Master's
I think it's time we part. My long radio silence has had one root: lack of progress on the master's. As I suspected when I started blogging, it is difficult to keep saying: I've made no progress. The time of silence has also taught me something important - it sometimes helps to just stop and rest. Your brain will start offering you small gifts of remembrance. As far as my master's was concerned, I'd forgotten a small, niggly detail. It came back when I started to relax and started getting well again (will blog more about that later). I remembered the day I stopped working on my master's. It was about three years ago.
I remember enjoying my topic. I was sitting in front of my old PC in my room that overlooked the garden. My phone rang. The call came from my father's phone. At the time, I thought he was trying to call me. He had a habit of upsetting me to the point where I'd get in bed and wait for the waves of nausea to subside so I could get on with my life. The life I'd refused to let them ruin. (Like everyone else, I have my sad story.) I didn't know at the time that he would never call me again. I ignored a few calls that morning, including one from my eldest half-brother.

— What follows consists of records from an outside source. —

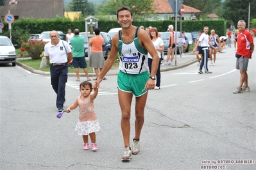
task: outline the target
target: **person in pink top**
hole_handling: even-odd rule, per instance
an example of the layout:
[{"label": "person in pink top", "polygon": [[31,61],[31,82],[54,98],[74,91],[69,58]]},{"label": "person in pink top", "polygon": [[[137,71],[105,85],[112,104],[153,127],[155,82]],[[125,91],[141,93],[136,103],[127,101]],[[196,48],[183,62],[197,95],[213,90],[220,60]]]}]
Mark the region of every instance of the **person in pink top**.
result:
[{"label": "person in pink top", "polygon": [[[103,67],[105,60],[103,58],[103,52],[102,45],[104,43],[104,39],[100,36],[101,29],[99,28],[94,29],[96,36],[92,38],[90,40],[89,45],[91,47],[90,54],[89,58],[89,66],[94,68],[94,72],[96,74],[96,78],[94,81],[97,80],[99,77],[99,68],[101,72]],[[105,77],[103,80],[106,80]]]},{"label": "person in pink top", "polygon": [[81,95],[77,98],[73,105],[67,109],[67,112],[70,112],[71,110],[79,106],[79,121],[74,130],[78,132],[78,135],[83,136],[84,143],[83,149],[84,150],[89,150],[89,134],[92,143],[92,151],[96,151],[98,150],[98,146],[95,132],[100,130],[101,127],[94,111],[94,100],[98,93],[98,88],[96,88],[95,83],[93,89],[94,92],[90,95],[92,91],[92,83],[89,81],[81,82],[80,85]]}]

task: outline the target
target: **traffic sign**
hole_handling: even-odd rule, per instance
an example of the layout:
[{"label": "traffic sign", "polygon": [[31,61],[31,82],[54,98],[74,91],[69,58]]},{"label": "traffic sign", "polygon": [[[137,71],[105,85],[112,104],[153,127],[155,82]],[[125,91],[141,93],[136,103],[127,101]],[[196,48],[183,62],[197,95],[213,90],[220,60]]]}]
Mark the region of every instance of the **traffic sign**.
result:
[{"label": "traffic sign", "polygon": [[0,22],[0,29],[3,29],[4,28],[4,24],[3,24],[2,22]]},{"label": "traffic sign", "polygon": [[185,12],[184,6],[182,4],[182,6],[180,7],[180,15],[184,15],[184,12]]},{"label": "traffic sign", "polygon": [[176,2],[177,2],[177,13],[180,10],[180,6],[183,4],[183,0],[168,0],[169,3],[170,4],[171,8],[173,10],[173,14],[176,15]]},{"label": "traffic sign", "polygon": [[14,21],[14,16],[10,13],[6,14],[4,17],[4,20],[8,24],[12,24]]}]

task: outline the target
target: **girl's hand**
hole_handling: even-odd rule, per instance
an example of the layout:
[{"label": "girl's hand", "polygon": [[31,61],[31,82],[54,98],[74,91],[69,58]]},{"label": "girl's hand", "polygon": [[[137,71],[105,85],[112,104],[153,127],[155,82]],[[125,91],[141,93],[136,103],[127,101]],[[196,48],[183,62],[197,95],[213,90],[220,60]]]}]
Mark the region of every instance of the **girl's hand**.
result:
[{"label": "girl's hand", "polygon": [[71,110],[70,109],[69,107],[68,107],[68,108],[67,109],[67,113],[69,113],[71,111]]}]

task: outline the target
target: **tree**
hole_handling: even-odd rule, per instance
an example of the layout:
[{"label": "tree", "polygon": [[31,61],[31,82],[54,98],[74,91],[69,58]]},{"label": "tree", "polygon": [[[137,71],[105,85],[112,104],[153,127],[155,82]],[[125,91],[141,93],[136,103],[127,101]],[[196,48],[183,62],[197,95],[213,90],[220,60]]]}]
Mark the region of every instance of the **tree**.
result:
[{"label": "tree", "polygon": [[120,6],[127,6],[131,8],[137,19],[148,17],[155,13],[157,8],[153,4],[154,0],[110,0],[105,3],[100,7],[103,12],[115,15]]},{"label": "tree", "polygon": [[81,12],[83,16],[94,15],[94,7],[92,3],[88,3],[88,0],[72,0],[67,7],[66,11]]},{"label": "tree", "polygon": [[231,20],[235,26],[238,20],[243,19],[248,26],[249,2],[250,2],[250,20],[256,19],[256,1],[254,0],[226,0],[224,3],[226,10],[223,17],[226,20]]},{"label": "tree", "polygon": [[195,15],[199,19],[201,15],[214,13],[214,10],[221,6],[221,0],[184,0],[183,4],[200,10],[201,14]]}]

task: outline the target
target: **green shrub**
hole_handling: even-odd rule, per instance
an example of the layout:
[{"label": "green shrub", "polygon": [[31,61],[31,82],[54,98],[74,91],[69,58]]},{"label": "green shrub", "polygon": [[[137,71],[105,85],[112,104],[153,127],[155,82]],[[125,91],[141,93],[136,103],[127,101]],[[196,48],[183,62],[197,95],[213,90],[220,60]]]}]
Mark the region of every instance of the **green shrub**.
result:
[{"label": "green shrub", "polygon": [[46,42],[42,41],[30,41],[28,42],[22,42],[21,43],[21,56],[23,56],[22,52],[27,51],[28,56],[31,57],[32,59],[40,59],[40,55],[44,50],[44,45]]}]

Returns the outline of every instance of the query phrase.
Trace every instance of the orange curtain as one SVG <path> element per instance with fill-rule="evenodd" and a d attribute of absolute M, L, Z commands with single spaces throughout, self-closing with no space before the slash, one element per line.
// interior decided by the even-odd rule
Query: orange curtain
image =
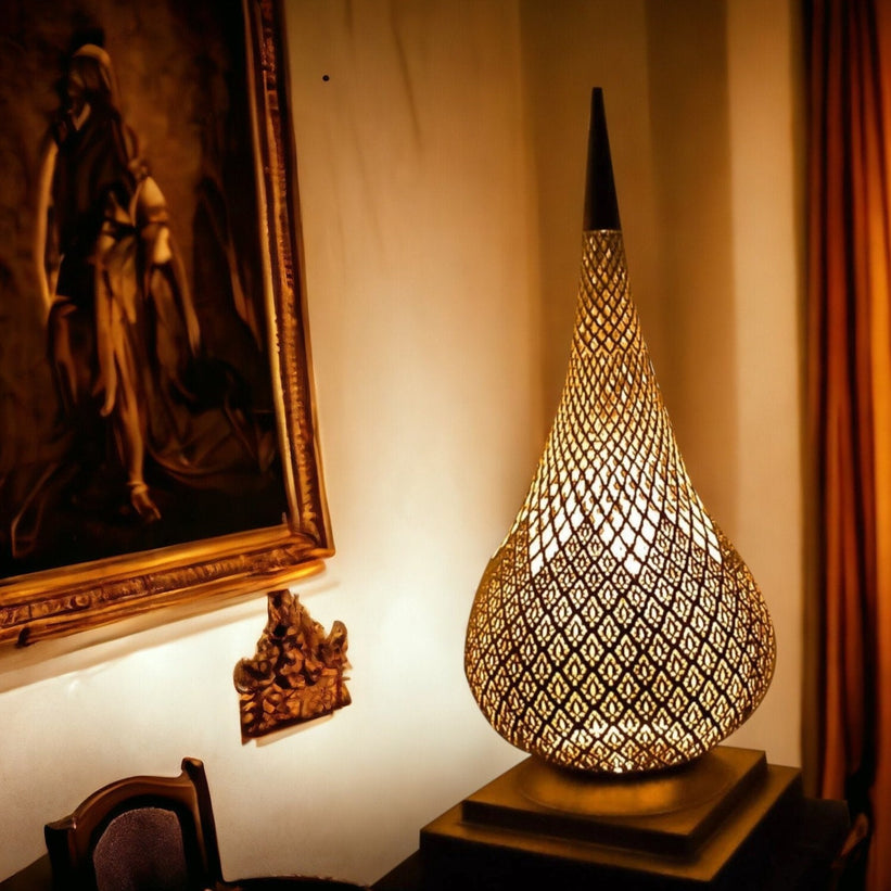
<path fill-rule="evenodd" d="M 805 0 L 819 788 L 891 889 L 891 1 Z"/>

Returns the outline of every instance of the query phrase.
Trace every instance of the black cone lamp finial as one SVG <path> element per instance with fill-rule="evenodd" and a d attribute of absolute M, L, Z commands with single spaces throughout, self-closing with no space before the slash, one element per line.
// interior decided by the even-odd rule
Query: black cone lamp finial
<path fill-rule="evenodd" d="M 603 91 L 595 87 L 590 97 L 590 131 L 588 133 L 588 180 L 585 187 L 585 232 L 595 229 L 619 231 L 619 201 L 612 177 L 610 139 L 607 135 L 607 114 Z"/>

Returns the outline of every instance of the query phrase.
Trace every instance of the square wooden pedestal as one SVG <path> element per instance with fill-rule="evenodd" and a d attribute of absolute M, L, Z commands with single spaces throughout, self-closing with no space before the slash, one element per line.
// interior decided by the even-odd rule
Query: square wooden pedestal
<path fill-rule="evenodd" d="M 424 888 L 752 891 L 774 887 L 795 845 L 800 772 L 763 752 L 718 747 L 655 778 L 539 769 L 521 762 L 421 830 Z"/>

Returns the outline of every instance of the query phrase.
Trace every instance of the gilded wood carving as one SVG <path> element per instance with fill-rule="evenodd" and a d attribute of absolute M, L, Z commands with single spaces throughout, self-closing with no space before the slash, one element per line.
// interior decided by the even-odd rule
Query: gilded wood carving
<path fill-rule="evenodd" d="M 256 653 L 242 659 L 233 673 L 242 741 L 321 717 L 351 702 L 343 622 L 334 622 L 326 634 L 288 589 L 270 591 L 267 609 Z"/>

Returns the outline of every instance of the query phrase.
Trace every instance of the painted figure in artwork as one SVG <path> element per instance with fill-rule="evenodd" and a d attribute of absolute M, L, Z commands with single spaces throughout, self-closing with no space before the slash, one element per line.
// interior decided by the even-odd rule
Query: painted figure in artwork
<path fill-rule="evenodd" d="M 164 506 L 147 467 L 179 489 L 245 496 L 270 479 L 275 434 L 238 371 L 204 348 L 167 203 L 123 117 L 104 49 L 73 53 L 64 93 L 38 232 L 56 460 L 20 527 L 38 529 L 60 493 L 93 514 L 156 523 Z M 256 319 L 234 310 L 258 340 Z M 26 538 L 13 535 L 16 546 Z"/>
<path fill-rule="evenodd" d="M 107 53 L 77 50 L 66 87 L 46 242 L 49 357 L 64 413 L 88 428 L 110 419 L 130 505 L 157 520 L 143 473 L 149 413 L 167 394 L 188 402 L 198 318 Z"/>

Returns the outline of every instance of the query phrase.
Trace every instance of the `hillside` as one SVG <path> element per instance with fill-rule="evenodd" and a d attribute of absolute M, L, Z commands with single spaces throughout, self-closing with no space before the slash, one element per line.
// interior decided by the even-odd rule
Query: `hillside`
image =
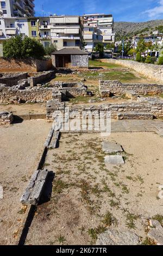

I assumed that there was some kind of family fight, after all, that's the only time when more than one of the Steyns would call me. I only heard that my father had died after my mother answered the house phone. She told me he died while I was trying to write about comedy. I just couldn't bring myself to write again.
Perhaps, one day, I'll find a new topic. For now, I'm living my life.
PS. Got my licence, still losing weight and getting fit.